La virtud, la cortesía y la buena crianza en el poder requiere leyes, obviamente, pero sobre todo interacción con los administrados. De eso trata la democracia. Un voto cada cuatro años tiene sobre sí el peso de demasiadas cosas para que sea un acto sancionador suficiente. Además, en un solo acto cada cuatro años lo que el ciudadano quiere asegurar por encima de todo es el amparo del poder, la certeza de un capitán que no deje encallar la nave, cualquiera que sean sus culpas y excesos. El buen gobierno, y la transparencia como cualidad imprescindible, requieren más interacción con la gente, más participación del pueblo.

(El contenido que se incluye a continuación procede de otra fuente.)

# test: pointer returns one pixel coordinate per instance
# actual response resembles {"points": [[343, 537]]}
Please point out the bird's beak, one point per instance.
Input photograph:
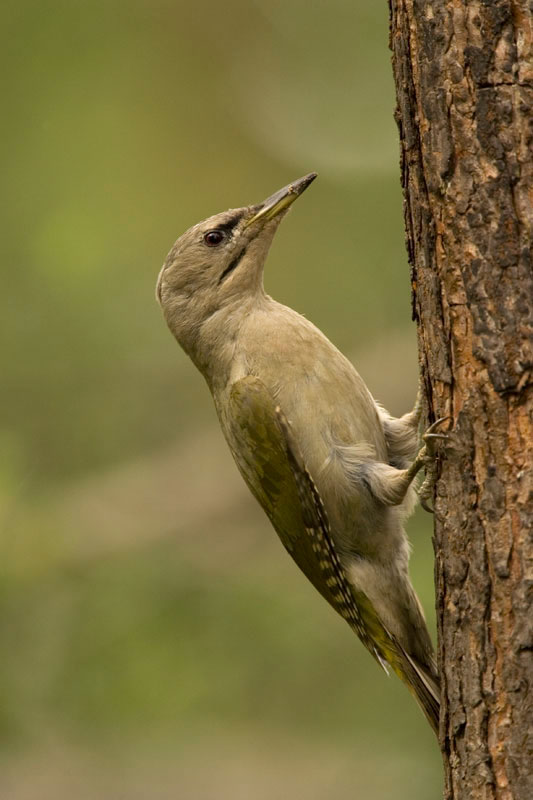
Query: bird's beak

Es difícil concretar todas las piezas de un sistema así, pero muy fácil saber por dónde empezar. Hay que empezar por poner cara a cara a los cargos electos con sus electores, que sea la gente quien los elija y que a la gente se deban. Hoy la inmensa mayoría de los responsables se deben al aparato del partido que los puso en la lista o los nombró para el cargo. Cualquier forma de regeneración y cualquier paso relevante hacia la transparencia tiene que empezar por abrir las listas electorales y poner a los electos en interacción permanente con sus electores. Lo demás son bufonadas.